Situated on the magnificent Robberg Nature Reserve, a 3.9km peninsula that extends into the ocean on the southern side of Plettenberg Bay, is a colony of approximately 4000 Cape Fur Seals (Arctocephalus Pusillus). After the extermination of the original colony in the early 1900’s, the seals only returned in the early 90’s. The population gradually increased, initially due to migration and later due to breeding.
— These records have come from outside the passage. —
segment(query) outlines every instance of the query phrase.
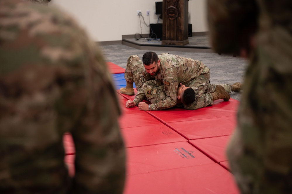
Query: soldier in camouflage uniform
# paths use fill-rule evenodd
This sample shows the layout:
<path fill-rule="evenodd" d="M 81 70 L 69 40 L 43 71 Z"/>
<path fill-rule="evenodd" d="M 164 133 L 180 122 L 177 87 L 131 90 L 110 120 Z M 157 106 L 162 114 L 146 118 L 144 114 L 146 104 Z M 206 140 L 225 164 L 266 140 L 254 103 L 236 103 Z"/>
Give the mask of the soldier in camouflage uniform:
<path fill-rule="evenodd" d="M 137 55 L 131 55 L 128 58 L 125 70 L 125 79 L 126 82 L 125 88 L 121 88 L 120 92 L 122 94 L 133 95 L 135 94 L 133 88 L 134 83 L 138 90 L 146 81 L 153 79 L 145 71 L 143 63 Z"/>
<path fill-rule="evenodd" d="M 139 106 L 139 108 L 141 108 L 141 110 L 161 110 L 175 106 L 180 83 L 193 89 L 195 92 L 196 99 L 200 97 L 205 92 L 210 91 L 212 89 L 212 86 L 209 82 L 210 70 L 201 61 L 168 53 L 163 53 L 157 56 L 156 53 L 151 52 L 144 54 L 143 61 L 145 71 L 147 73 L 155 78 L 157 81 L 163 83 L 166 97 L 149 106 L 146 103 L 140 103 Z M 126 75 L 125 73 L 125 78 Z M 129 88 L 128 87 L 128 90 Z M 140 87 L 137 91 L 135 99 L 132 102 L 127 102 L 126 106 L 131 107 L 138 104 L 146 98 L 145 92 L 142 88 Z M 220 94 L 218 97 L 219 99 L 229 100 L 229 94 L 227 92 L 225 92 L 224 95 L 223 93 Z"/>
<path fill-rule="evenodd" d="M 1 0 L 0 13 L 0 193 L 122 193 L 120 112 L 100 50 L 56 9 Z"/>
<path fill-rule="evenodd" d="M 218 96 L 219 95 L 218 92 L 222 92 L 223 91 L 230 93 L 231 91 L 239 91 L 239 88 L 240 88 L 241 90 L 242 87 L 241 84 L 238 82 L 233 85 L 220 84 L 211 84 L 211 85 L 210 91 L 205 92 L 201 97 L 196 99 L 193 102 L 190 104 L 184 104 L 182 102 L 181 99 L 180 100 L 180 99 L 182 98 L 182 92 L 180 91 L 180 88 L 182 86 L 179 86 L 178 89 L 177 98 L 176 106 L 183 107 L 188 110 L 196 110 L 200 108 L 212 105 L 213 101 L 219 99 Z M 223 88 L 218 85 L 222 86 Z M 183 86 L 185 87 L 184 85 Z M 159 81 L 155 80 L 147 81 L 143 84 L 142 88 L 146 97 L 151 104 L 154 104 L 158 102 L 166 97 L 164 86 Z M 133 101 L 128 100 L 126 103 L 126 107 L 130 108 L 136 106 L 137 105 L 136 103 L 133 102 L 134 102 Z"/>
<path fill-rule="evenodd" d="M 292 193 L 292 1 L 209 0 L 217 52 L 249 59 L 227 155 L 242 193 Z"/>

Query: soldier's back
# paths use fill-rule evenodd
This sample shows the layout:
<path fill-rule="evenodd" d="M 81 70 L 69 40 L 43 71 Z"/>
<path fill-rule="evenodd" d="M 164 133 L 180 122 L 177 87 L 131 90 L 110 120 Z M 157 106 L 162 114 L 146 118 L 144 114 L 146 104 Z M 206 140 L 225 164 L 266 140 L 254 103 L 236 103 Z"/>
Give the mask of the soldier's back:
<path fill-rule="evenodd" d="M 0 1 L 0 193 L 121 192 L 115 91 L 101 52 L 75 22 L 54 8 Z M 63 162 L 65 132 L 79 154 L 73 179 Z M 114 160 L 105 159 L 110 153 Z M 104 168 L 110 180 L 99 177 Z"/>

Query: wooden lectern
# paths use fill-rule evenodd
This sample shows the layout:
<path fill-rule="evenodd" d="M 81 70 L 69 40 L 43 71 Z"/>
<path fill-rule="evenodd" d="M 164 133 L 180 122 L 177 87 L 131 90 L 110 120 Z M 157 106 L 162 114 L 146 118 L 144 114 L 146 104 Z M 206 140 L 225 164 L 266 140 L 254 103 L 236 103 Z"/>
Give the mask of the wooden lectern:
<path fill-rule="evenodd" d="M 163 9 L 161 44 L 189 44 L 189 0 L 163 0 Z"/>

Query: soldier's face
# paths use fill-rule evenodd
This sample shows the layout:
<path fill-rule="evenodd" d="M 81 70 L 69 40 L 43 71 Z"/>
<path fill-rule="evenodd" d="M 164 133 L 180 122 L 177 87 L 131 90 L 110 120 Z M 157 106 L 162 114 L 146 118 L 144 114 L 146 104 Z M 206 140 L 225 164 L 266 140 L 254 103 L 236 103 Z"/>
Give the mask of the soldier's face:
<path fill-rule="evenodd" d="M 185 85 L 180 83 L 178 89 L 177 89 L 177 95 L 182 96 L 184 90 L 189 88 L 189 87 L 186 87 Z"/>
<path fill-rule="evenodd" d="M 152 77 L 155 77 L 158 74 L 160 65 L 160 61 L 158 60 L 157 62 L 154 62 L 149 65 L 144 65 L 147 73 L 150 74 L 150 75 Z"/>

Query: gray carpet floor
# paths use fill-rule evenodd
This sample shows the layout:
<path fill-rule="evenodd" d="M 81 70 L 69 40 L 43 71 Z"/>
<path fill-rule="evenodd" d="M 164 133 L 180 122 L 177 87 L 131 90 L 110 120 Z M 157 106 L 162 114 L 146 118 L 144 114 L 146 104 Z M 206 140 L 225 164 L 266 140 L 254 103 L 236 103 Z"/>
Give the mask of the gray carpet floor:
<path fill-rule="evenodd" d="M 208 39 L 205 39 L 203 41 L 205 43 L 200 42 L 194 43 L 206 45 L 208 41 Z M 192 39 L 192 41 L 196 42 Z M 180 51 L 179 48 L 178 48 L 177 51 L 170 51 L 167 50 L 167 48 L 165 48 L 165 50 L 155 51 L 155 47 L 153 47 L 152 50 L 141 50 L 122 44 L 102 46 L 100 47 L 107 61 L 111 62 L 124 68 L 125 68 L 127 60 L 130 55 L 136 55 L 141 59 L 143 54 L 148 51 L 154 51 L 158 55 L 163 53 L 168 53 L 201 61 L 210 70 L 211 84 L 232 84 L 238 82 L 243 83 L 248 62 L 246 59 L 238 56 L 234 57 L 231 55 L 210 53 L 210 49 L 207 49 L 208 51 L 206 50 L 206 52 L 204 53 Z M 233 92 L 230 94 L 230 97 L 240 101 L 241 92 Z"/>

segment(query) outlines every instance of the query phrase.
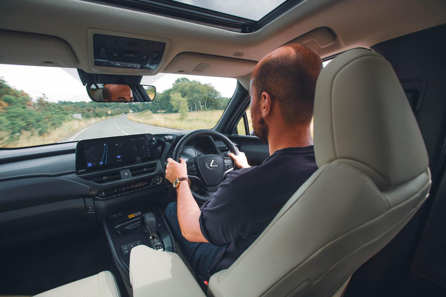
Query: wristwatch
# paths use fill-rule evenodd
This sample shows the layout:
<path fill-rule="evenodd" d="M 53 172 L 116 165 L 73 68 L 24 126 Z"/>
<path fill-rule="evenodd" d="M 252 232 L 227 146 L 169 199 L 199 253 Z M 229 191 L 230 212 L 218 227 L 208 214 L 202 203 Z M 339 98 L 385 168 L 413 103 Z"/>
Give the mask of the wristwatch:
<path fill-rule="evenodd" d="M 183 177 L 177 177 L 173 181 L 173 188 L 177 189 L 179 187 L 180 183 L 183 181 L 187 181 L 189 182 L 189 185 L 190 186 L 190 180 L 187 176 Z"/>

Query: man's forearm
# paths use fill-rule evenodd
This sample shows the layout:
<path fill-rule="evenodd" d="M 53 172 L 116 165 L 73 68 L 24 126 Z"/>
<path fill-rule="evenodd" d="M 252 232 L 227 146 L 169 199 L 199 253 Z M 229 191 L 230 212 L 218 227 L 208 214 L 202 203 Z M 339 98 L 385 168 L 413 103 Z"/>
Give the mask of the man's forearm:
<path fill-rule="evenodd" d="M 183 236 L 191 242 L 208 242 L 200 228 L 201 211 L 194 199 L 187 181 L 181 182 L 176 190 L 177 215 Z"/>

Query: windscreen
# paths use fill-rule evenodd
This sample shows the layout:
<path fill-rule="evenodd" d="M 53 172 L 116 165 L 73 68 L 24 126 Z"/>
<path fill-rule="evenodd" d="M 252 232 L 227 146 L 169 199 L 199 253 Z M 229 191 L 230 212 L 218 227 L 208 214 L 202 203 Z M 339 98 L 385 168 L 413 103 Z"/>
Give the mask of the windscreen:
<path fill-rule="evenodd" d="M 0 64 L 0 148 L 212 128 L 232 97 L 235 79 L 161 74 L 147 102 L 97 102 L 75 69 Z"/>

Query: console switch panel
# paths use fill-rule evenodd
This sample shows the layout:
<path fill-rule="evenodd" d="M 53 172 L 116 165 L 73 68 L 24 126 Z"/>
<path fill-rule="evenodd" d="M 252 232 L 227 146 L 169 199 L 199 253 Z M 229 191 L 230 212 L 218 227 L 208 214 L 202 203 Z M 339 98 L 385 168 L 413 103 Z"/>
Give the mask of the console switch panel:
<path fill-rule="evenodd" d="M 122 253 L 123 253 L 124 255 L 129 254 L 130 251 L 132 248 L 137 246 L 141 245 L 141 241 L 138 240 L 138 241 L 135 242 L 134 243 L 132 243 L 128 245 L 125 245 L 125 246 L 122 246 L 122 247 L 121 247 L 121 248 L 122 249 Z"/>

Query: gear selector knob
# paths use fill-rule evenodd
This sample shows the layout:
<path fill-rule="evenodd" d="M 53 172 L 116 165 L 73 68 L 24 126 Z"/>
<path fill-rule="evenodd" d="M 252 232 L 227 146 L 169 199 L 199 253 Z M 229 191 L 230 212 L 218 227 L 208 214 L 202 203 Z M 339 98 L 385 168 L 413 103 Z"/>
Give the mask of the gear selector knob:
<path fill-rule="evenodd" d="M 157 218 L 151 212 L 146 213 L 144 215 L 144 222 L 146 227 L 151 236 L 153 236 L 157 233 Z"/>

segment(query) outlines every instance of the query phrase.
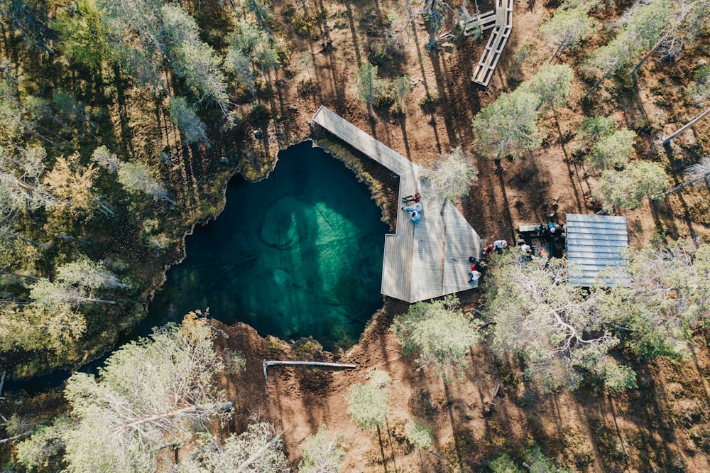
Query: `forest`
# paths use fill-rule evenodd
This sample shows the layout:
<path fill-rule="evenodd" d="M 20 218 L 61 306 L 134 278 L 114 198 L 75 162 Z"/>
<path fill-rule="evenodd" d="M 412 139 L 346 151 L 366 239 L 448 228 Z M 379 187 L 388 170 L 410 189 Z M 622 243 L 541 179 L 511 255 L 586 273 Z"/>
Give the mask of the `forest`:
<path fill-rule="evenodd" d="M 0 471 L 710 471 L 710 0 L 510 2 L 484 87 L 496 3 L 0 0 Z M 396 176 L 322 105 L 511 243 L 480 287 L 383 296 L 330 351 L 208 307 L 126 340 L 291 145 L 394 232 Z M 628 283 L 513 246 L 566 213 L 626 217 Z"/>

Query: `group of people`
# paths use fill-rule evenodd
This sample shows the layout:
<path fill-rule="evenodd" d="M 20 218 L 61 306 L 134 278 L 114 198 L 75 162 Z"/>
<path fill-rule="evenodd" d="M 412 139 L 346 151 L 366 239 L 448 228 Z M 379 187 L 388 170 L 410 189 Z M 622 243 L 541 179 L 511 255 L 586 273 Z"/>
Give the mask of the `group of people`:
<path fill-rule="evenodd" d="M 537 236 L 550 242 L 555 238 L 559 236 L 562 233 L 562 228 L 560 225 L 548 222 L 541 223 L 537 226 Z"/>
<path fill-rule="evenodd" d="M 469 258 L 469 261 L 471 263 L 471 272 L 469 273 L 469 276 L 471 278 L 469 282 L 473 283 L 474 281 L 477 281 L 483 273 L 486 271 L 486 261 L 488 261 L 488 256 L 493 251 L 496 251 L 498 254 L 503 253 L 503 250 L 508 248 L 508 241 L 506 240 L 496 240 L 486 248 L 481 250 L 481 255 L 479 259 L 476 259 L 474 256 Z"/>
<path fill-rule="evenodd" d="M 418 192 L 414 195 L 408 195 L 402 198 L 402 202 L 407 204 L 412 202 L 411 205 L 403 207 L 402 210 L 409 214 L 409 221 L 417 224 L 422 219 L 422 211 L 424 210 L 422 205 L 422 195 Z"/>
<path fill-rule="evenodd" d="M 469 258 L 469 261 L 473 263 L 471 265 L 471 272 L 469 273 L 471 276 L 469 282 L 473 283 L 477 281 L 486 271 L 486 261 L 482 259 L 476 259 L 473 256 Z"/>

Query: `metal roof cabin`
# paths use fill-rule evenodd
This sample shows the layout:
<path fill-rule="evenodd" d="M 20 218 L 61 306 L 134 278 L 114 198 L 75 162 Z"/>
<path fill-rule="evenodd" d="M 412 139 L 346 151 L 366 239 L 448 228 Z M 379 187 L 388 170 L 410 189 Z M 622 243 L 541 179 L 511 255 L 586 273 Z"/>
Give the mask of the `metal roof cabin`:
<path fill-rule="evenodd" d="M 626 217 L 567 214 L 566 218 L 569 283 L 584 288 L 595 283 L 607 286 L 628 285 L 626 272 L 596 281 L 599 271 L 623 267 L 627 263 Z"/>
It was officially declared a breeding colony a couple of years ago, meaning that in excess of 100 pups are born there annually.

Cape Fur Seals have a defined breeding season, commencing in November and continuing for approximately 6 weeks. The season commences with the males fighting for territory, while the females give birth, generally within a week of one another. Within 6 days of giving birth, the female is ready to mate again.

However, being a mammal, she needs to provide milk for her newborn pup and therefore, if she were now to commence a pregnancy, the demands on her energy reserves would be too high. To facilitate this imbalance, fur seals utilise delayed implantation. This means that the embryo doesn’t implant in the uterus and is kept in a dormant state until the previous pup is weaned.

A few days after parturition, the mother may then return to the sea to feed, sometimes for as long as 4 days, while spending on average of 3 days with her pup so it can feed. At 4 months the pup is weaned and has begun to venture into the ocean and learn to feed itself. The mother will then devote her energy to her current pregnancy. Approximately one year after mating originally occurred, a pup is born and the breeding cycle recommences.